5) What brought you to the YA genre? Have you always been a fan, or are you still fairly new to it all?
I've always been a fan. All my life, I've read my favorite children's and YA novels, The Chronicles of Narnia, the Anne of Green Gables series, The Phantom Tollbooth, and some of the selected works of Christopher Pike over and over again. In college, when I was completely burned out from reading my course texts, I turned to Harry Potter, which was just starting to get humongously popular.
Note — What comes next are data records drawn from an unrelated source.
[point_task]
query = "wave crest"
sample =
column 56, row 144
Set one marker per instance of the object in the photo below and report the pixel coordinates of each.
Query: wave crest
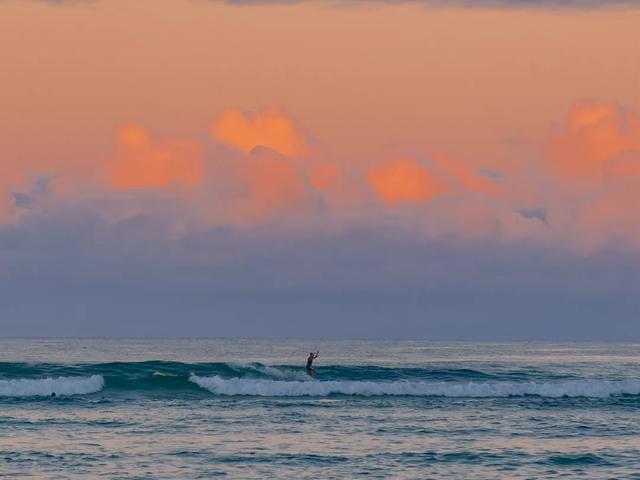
column 31, row 387
column 279, row 388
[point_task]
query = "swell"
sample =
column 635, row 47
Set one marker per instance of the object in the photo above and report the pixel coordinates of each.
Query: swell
column 279, row 388
column 175, row 379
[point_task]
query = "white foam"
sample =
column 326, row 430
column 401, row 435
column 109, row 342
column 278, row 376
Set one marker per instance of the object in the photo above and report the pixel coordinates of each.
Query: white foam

When my agent sold my first novel, Secret Society Girl, back in 2005, there was a question about whether it was going to be published as an adult book or as a YA novel, since both adult and YA publishers bid on it in the auction. In the end, it was an adult house that published it here in North America, though I believed it is published as YA in some places overseas. Part of the reasoning is that the protagonist of that series is not a teen. She's 21, which is older than most main characters of teen fiction. The Secret Society Girl series has always enjoyed a large teen audience and the first book was even nominated for the New York Public Library's Books for the Teen Age list.
The question of how something is published has an awful lot to do with what's hot in the book market. When I sold Secret Society Girl, chick lit was hot and PREP, by Curtis Sittenfeld, was an adult book about a teenager that was burning up the bestseller lists. Now, YA is hugely hot, so books that were even previously published as adult novels are being repackaged for teens. One example is Elphame's Choice, by PC Cast.
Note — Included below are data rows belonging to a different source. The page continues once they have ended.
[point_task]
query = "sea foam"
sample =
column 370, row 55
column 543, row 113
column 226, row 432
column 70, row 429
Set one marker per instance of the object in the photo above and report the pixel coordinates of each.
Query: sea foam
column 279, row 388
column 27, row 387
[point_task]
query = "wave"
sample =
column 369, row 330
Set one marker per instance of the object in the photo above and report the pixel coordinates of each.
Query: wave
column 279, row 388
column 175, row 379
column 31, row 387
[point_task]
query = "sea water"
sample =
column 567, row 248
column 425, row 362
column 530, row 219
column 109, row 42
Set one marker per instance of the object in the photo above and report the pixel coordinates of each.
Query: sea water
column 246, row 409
Anyway, after the close call with Secret Society Girl, I was really dying to write a true YA novel with a teenage protagonist. I started Rampant for NANOWRIMO in 2005. Because of my commitments to the Secret Society Girl series and the intensive research required for Rampant, it took a few years to develop the world and write the book. I can't wait for it to finally be out in the world. Yay, killer unicorns!
6) What is your favorite Jelly Belly jelly bean flavor?
Depends on my mood. For Jelly Belly specifically, toasted marshmallow, but that's because any old jelly bean company makes cherry.
7) What book(s) are you reading now, or are about to start?
Hee. At the risk of making everyone jealous, I'm reading the draft of Carrie Ryan's third book set in her Forest of Hands and Teeth world. I'm also reading LEVIATHAN, by Scott Westerfeld, and GOING BOVINE, by Libba Bray. I'm so pleased that the world at large is about to discover how phenomenally hilarious Libba Bray is. I also just finished a new book out from the adult non-fiction arm of my publisher, Harper Collins. It's called A NATURAL HISTORY OF THE UNICORN, by Chris Lavers, and it's on
shelves the same day as RAMPANT, which I think must be fate. Reading it is downright eerie. It's like reading through a nicely bound, extensively footnoted copy of my own research notes. I guess now unicorns are hot!